Learn more about syntax conventions.

Parameters

The parameters must be ordered as specified in the syntax. To indicate that the default value should be used, put the string tilde value ~. For more information, see Examples.

Name Type Required Description
T string ✔️ The input tabular expression.
SizeWeight double A double between 0 and 1 that controls the balance between generic (high coverage) and informative (many shared) values. Increasing this value typically reduces the quantity of patterns while expanding coverage. Conversely, decreasing this value generates more specific patterns characterized by increased shared values and a smaller percentage coverage. The default is 0.5. The formula is a weighted geometric mean with weights SizeWeight and 1-SizeWeight.
WeightColumn string Considers each row in the input according to the specified weight. Each row has a default weight of 1. The argument must be a name of a numeric integer column. A common usage of a weight column is to take into account sampling or bucketing or aggregation of the data that is already embedded into each row.
NumSeeds int Determines the number of initial local search points. Adjusting the number of seeds impacts result quantity or quality based on data structure. Increasing seeds can enhance results but with a slower query tradeoff. Decreasing below five yields negligible improvements, while increasing above 50 rarely generates more patterns. The default is 25.
CustomWildcard string A type literal that sets the wildcard value for a specific type in the results table, indicating no restriction on this column. The default is null, which represents an empty string. If the default is a good value in the data, a different wildcard value should be used, such as *. You can include multiple custom wildcards by adding them consecutively.

Returns

The autocluster plugin usually returns a small set of patterns. The patterns capture portions of the data with shared common values across multiple discrete attributes. Each pattern in the results is represented by a row.

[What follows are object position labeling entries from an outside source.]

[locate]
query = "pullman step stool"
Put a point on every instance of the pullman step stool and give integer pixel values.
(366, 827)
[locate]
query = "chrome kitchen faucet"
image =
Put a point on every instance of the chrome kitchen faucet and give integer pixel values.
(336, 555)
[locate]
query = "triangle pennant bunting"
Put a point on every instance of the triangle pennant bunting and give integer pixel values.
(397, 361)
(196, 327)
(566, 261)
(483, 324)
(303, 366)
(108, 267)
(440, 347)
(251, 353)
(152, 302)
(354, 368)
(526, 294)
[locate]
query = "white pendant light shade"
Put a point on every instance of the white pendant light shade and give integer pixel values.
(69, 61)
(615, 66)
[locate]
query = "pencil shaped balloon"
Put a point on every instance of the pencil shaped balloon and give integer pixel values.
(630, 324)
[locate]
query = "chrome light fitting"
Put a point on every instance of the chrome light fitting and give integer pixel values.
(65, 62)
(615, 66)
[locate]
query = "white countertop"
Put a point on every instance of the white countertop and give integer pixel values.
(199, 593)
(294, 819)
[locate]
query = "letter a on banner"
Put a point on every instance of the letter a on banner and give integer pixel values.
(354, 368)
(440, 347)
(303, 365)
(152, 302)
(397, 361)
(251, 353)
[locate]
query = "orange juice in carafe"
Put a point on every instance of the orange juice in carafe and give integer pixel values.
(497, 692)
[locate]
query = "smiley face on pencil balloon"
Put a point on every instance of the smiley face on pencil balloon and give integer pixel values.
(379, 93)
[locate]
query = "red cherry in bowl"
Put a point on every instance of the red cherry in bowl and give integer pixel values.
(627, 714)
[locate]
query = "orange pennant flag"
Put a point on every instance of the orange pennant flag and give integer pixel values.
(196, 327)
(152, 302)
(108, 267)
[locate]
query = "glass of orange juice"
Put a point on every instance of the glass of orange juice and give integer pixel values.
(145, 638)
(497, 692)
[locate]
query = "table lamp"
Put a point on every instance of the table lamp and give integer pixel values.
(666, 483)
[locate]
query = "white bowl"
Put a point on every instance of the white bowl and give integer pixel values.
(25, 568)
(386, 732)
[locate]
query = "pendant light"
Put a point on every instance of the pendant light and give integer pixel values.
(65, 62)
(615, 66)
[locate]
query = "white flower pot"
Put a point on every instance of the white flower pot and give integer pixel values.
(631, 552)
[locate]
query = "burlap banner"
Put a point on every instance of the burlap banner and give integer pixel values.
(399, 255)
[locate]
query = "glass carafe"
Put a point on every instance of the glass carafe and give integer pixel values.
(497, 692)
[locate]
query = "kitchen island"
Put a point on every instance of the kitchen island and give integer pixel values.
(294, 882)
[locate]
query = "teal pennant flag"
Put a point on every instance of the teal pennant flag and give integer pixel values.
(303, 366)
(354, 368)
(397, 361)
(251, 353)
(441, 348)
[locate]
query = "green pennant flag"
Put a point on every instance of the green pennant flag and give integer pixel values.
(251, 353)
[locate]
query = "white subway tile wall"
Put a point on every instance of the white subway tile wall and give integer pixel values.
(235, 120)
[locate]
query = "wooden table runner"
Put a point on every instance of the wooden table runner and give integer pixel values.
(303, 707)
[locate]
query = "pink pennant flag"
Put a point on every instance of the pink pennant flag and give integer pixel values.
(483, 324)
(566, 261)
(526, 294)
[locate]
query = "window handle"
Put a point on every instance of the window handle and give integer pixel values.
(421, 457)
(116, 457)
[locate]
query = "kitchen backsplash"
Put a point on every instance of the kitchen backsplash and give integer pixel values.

The first column is the segment ID. The next two columns are the count and percentage of rows out of the original query that are captured by the pattern. The remaining columns are from the original query. Their value is either a specific value from the column, or a wildcard value (which are by default null) meaning variable values.

The patterns aren't distinct, may be overlapping, and usually don't cover all the original rows. Some rows may not fall under any pattern.

Tip

Use where and project in the input pipe to reduce the data to just what you're interested in.

When you find an interesting row, you might want to drill into it further by adding its specific values to your where filter.

Examples

Using evaluate

T | evaluate autocluster()

Using autocluster

StormEvents
| where monthofyear(StartTime) == 5
| extend Damage = iff(DamageCrops + DamageProperty > 0 , "YES" , "NO")
| project State , EventType , Damage
| evaluate autocluster(0.6)

Output

SegmentId Count Percent State EventType Damage
0 2278 38.7 Hail NO
1 512 8.7 Thunderstorm Wind YES
2 898 15.3 TEXAS

Using custom wildcards

StormEvents
| where monthofyear(StartTime) == 5
| extend Damage = iff(DamageCrops + DamageProperty > 0 , "YES" , "NO")
| project State , EventType , Damage
| evaluate autocluster(0.2, '~', '~', '*')

Output

SegmentId Count Percent State EventType Damage
0 2278 38.7 * Hail NO
1 512 8.7 * Thunderstorm Wind YES
2 898 15.3 TEXAS * *